Bicicleta e vinho barato
Foi assim que, em maio de 1996, pedi demissão, vendi o carro e a moto e me mandei para Santa Barbara, Califórnia. Cheguei, me matriculei em uma pós-graduação, consegui emprego como entregadora de pizza e, depois, como garçonete e me casei com uma mulher. Vivia com o pouco que ganhava, não tinha grana para jantar fora mais do que uma vez por semana, muito menos para comprar roupas novas. Tudo o que pude fazer foi adquirir uma bicicleta com a qual ia e vinha. Troquei de lado e, em vez de ser servida, agora era eu que servia. Acordava às cinco da manhã para ir trabalhar de bicicleta, estudava à noite, de bicicleta. Em compensação, não precisava mais dar satisfações a ninguém, não havia compromissos, reuniões chatas, telefonemas fora de hora, prazos, expectativas ou amarras familiares. O que havia era, todas as noites, em minha bicicleta, voltar para casa, para a mulher que me amava e me fazia sorrir. Ali, na minúscula cozinha, fazíamos o jantar e abríamos a garrafa de vinho de US$ 2.
Passávamos meses economizando uma grana para extravagâncias como um fim de semana em São Francisco, Palm Springs ou para aquele jantar no restaurante mais bacana da cidade. Meu primeiro Natal solitário foi em Lake Tahoe, depois de uma longa road trip cheia de imprevistos, nevascas e perrengues a bordo de um Toyota quase tão antigo quanto eu. Na noite do 24, reservamos uma mesa em um restaurante da cidade e lá fizemos o que seria a primeira de nossas ceias de Natal além-mar. Uma cena que se repetiria no ano-novo por vários anos.
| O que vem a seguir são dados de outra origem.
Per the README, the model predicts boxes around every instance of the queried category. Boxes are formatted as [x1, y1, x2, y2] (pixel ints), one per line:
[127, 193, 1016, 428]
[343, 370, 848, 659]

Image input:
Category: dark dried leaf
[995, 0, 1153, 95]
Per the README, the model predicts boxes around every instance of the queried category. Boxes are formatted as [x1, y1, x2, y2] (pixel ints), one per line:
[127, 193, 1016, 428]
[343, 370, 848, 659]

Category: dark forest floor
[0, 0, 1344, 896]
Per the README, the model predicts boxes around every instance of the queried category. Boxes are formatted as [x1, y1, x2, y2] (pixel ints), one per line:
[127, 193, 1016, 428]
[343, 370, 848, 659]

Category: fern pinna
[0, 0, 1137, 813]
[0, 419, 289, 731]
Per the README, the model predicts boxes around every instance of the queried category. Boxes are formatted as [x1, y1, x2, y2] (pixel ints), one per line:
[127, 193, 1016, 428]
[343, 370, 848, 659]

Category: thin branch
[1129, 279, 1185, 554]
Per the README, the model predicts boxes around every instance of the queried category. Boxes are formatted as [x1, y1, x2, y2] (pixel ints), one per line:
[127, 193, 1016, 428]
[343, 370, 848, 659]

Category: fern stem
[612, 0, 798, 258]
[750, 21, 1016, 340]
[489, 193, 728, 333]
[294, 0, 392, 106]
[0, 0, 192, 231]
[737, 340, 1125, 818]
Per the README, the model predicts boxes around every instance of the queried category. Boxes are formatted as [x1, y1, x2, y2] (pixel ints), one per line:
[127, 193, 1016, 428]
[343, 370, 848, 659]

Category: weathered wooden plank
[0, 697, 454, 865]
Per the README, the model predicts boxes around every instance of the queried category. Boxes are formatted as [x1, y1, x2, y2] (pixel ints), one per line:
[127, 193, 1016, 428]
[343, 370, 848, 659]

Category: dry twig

Foi em Santa Barbara, aos 30 anos, que comecei a escrever e percebi que aquilo me daria, para sempre, enorme prazer e quase nenhuma grana. Por centenas de vezes, me vi na mesa da cozinha, com minha mulher, fazendo contas, tentando encaixar o orçamento à nova realidade. Uma situação que beirava, aqui e ali, o desespero.
Segurança e liberdade
Agora, olhando em retrospecto, entendo a piada cósmica: segurança e liberdade não existem simultaneamente. Podemos morar em casas ultra-seguras, dirigir carros blindados, andar com seguranças, aceitar a rigidez estúpida e sem criatividade que o sistema impõe, perpetuar detritos éticos e morais, mas jamais seremos livres. Ou podemos abandonar a jaula de exigências e padrões comportamentais que nos controlam, a obrigatoriedade de sermos assim e funcionarmos assado, a necessidade de preenchermos expectativas que outros têm a nosso respeito; romper com o formato e criar nossa própria realidade - mas jamais existiremos em segurança.
Oscar Wilde escreveu que viver é a coisa mais rara do mundo; a maioria das pessoas apenas existe. E minha amiga Paola Bianchi disse a seguinte frase, num fim de tarde na cidade, enquanto tomávamos café e conversávamos sobre ter coragem para ser livre, soltar as algemas e simplesmente amar: “Tudo é só isso”. De fato, tudo é só isso.
Tati e eu tínhamos economizado dinheiro suficiente para um jantar com direito a cerveja no restaurante bacana da cidade. Estamos em julho de 1997, numa noite quente de verão. Em nossas bicicletas, acompanhadas pela lua e pelas estrelas do deserto, deixamos que o vento nos levasse State Street abaixo, em direção ao centro, sem hora para voltar. Nunca mais me senti tão livremente feliz.